A state of emergency has been declared in seven counties in south-central Georgia, Governor Nathan Deal said. More storms and a "tornado outbreak" are expected in northern Florida and southern Georgia, the National Weather Service says. Four people were killed by tornadoes in Mississippi on Saturday. The Georgia Emergency Management Agency said the 11 victims were in the southern Cook, Brooks and Berrien counties.
Seven of those killed were at a mobile home park in Cook County apparently struck by a tornado overnight. Cook County coroner Tim Purvis said numerous mobile homes had been "levelled" before dawn on Sunday in the park near the city of Adel. He said emergency teams were still searching for survivors. Mr Purvis estimated that the park has about 40 mobile homes in total, and roughly half were destroyed.
"These storms have devastated communities and homes in South Central Georgia, and the state is making all resources available to the impacted areas," Governor Deal said in a statement. In Brooks County, coroner Michael Miller said two people died when an apparent tornado tossed a mobile home around 100 yards into the middle of Highway 122.
Swathes of the south-eastern United States have been hit by storms over the weekend.
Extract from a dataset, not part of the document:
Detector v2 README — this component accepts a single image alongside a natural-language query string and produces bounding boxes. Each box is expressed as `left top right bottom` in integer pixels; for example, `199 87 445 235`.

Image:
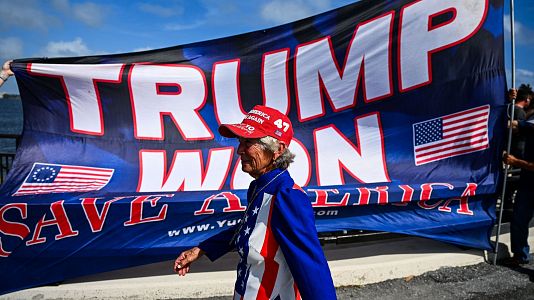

In southern Mississippi, four people died in the path of a tornado with winds above 218 km/h (136 mph). The National Weather Service (NWS) warned a "severe thunderstorm and tornado outbreak" was expected across north Florida and south Georgia, with the "severe threat also expected to extend southward into central Florida and northeastward into South Carolina".
In a tweet, the NWS in Atlanta/Peachtree City said rainfall had been significant in the past 24 hours, with the city of Charlotte getting 13.6cm (5.3 inches). The Georgia Emergency Management Agency issued advice on the best and worst places to shelter from a tornado late on Saturday, advising locals in the path of a tornado to cover themselves with blankets or a mattress for protection.